A news report the other day told of how some sniffer dogs – the kind that are used at airports to detect drugs – had accidentally been trained to detect talcum powder and not cocaine. Apparently, during the training of the dogs, the trainers had unwittingly been using the wrong kind of white powder. The result was that the poor canines ended out highly trained but useless.
It rather reminded me of Dr Martyn Lloyd-Jones’ report of C. Day Lewis’ autobiography. C. Day Lewis (not to be confused with C. S. Lewis) was Professor of Poetry at the University of Oxford, and was not a Christian. He received the finest education that the modern Western world could offer. The problem was that he did not find the experience liberating. Lewis wrote: ‘Each proposition advanced by Plato or Aristotle, Hume or Berkeley, Spinoza or Kant, seemed irrefutable till I read the opposite viewpoint. It appeared that of everything that was true, the opposite was true.’ In the end, he found it difficult to make up his mind about anything at all. He wrote: ‘It produced a mental state of doubt, uncertainty, scepticism and confusion, that made positive action almost impossible. Extreme doubt is like a thick fog.’ That is the sad point to which the modern approach to truth has led us. In the name of humility, we have embraced vagueness at best, and dogmatic relativism at worst.
How refreshing, then, to turn to Christ’s promise to His people: ‘you will know the truth, and the truth will set you free’ (John 8:32). A little later He adds that ‘if the Son sets you free, you will be free indeed’ (John 8:36). This is a different world to that of the Mishnah or a modern university faculty. So much education these days is about learning more and more about less and less. In order to state the obvious, one must employ the latest sociological jargon. This is done to give the appearance of wisdom, and to disguise the paucity of thought.
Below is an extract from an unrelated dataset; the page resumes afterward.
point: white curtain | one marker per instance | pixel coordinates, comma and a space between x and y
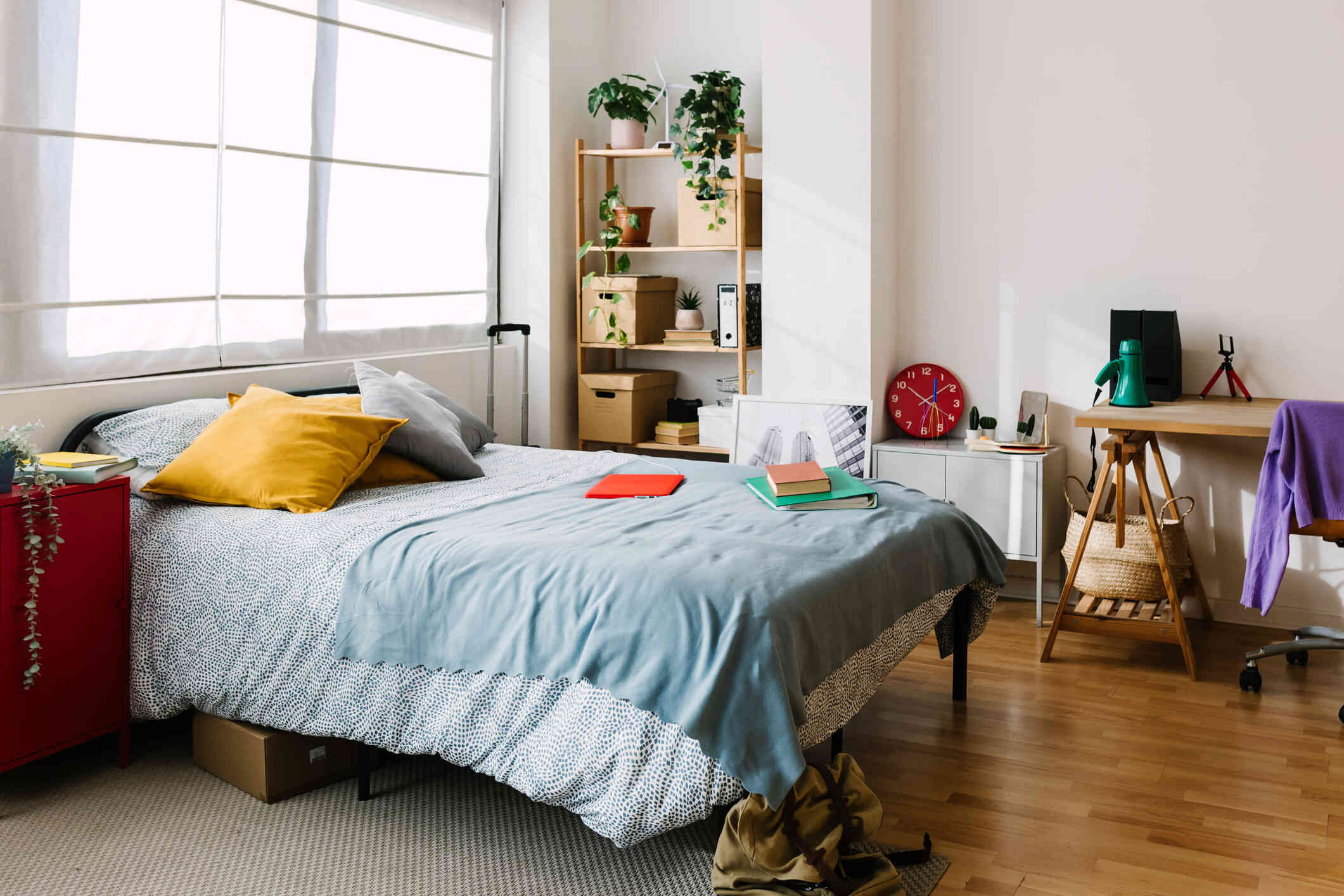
203, 183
God is a God of truth. He can do all things, so much so that it is impossible for Him to lie (Heb.6:18; Tit.1:2). His Son, Jesus Christ, is not simply a teacher of the truth but is the truth (John 14:6). The Holy Spirit, who is the one who makes known salvation in the Son, is described as ‘the Spirit of truth’ (John 16:13). Christ can say of Scripture as the Word of God: ‘Your word is truth’ (John 17:17). Outside is a world of falsehoods and delusions; inside is God’s revealed truth, what Simone Weil beautifully called ‘the radiant manifestation of reality’.
Today the very notion of truth is under fierce attack. The only thing that is true is that nothing is absolutely true. It is not that the train has run off the rails, but that there are no rails to run off. There is a studied vagueness about all of life – from school report cards to political speeches to the modern pulpit. Over the years, Fidel Castro has mastered the art of saying nothing at great length, but there are plenty of bureaucrats, journalists, educationists, and other experts who could run him a close second.
C. Day Lewis’ ‘thick fog’ is a malaise that permeates Western culture. Nothing else could explain the quite extraordinary popularity of Dan Brown’s The Da Vinci Code, with its thesis that ‘almost everything our fathers taught us about Christ is false.’ People have discarded the Bible as unscientific, and embraced the Da Vinci Code as high truth because it justifies immorality. The Christ of the Bible is supposedly not true, but the sacred feminine is high truth itself. In other words, Christian sexual ethics are no longer binding. It was the same with Ahab’s acceptance of Baal worship and his rejection of the true prophet Isaiah: ‘I hate him, for he never prophesies good concerning me, but evil’ (1 Kings 22:8). A concern for truth has nothing to do with it. It is just a case of rationalised misbehaviour.
So many believe in evolution, not because it is even faintly credible, but because it removes God from this world. Or they extol toleration because it means one can set aside more demanding issues like love and truth. We have become like those sniffer dogs – highly trained at missing the point. We easily imagine that we are pressing forward when we are only turning around. Is there any hope? One can only trust that Simone Weil got it right: ‘Christ likes us to prefer truth to him because, before being Christ, he is truth. If one turns aside from him to go to the truth, one will not go far before falling into his arms.’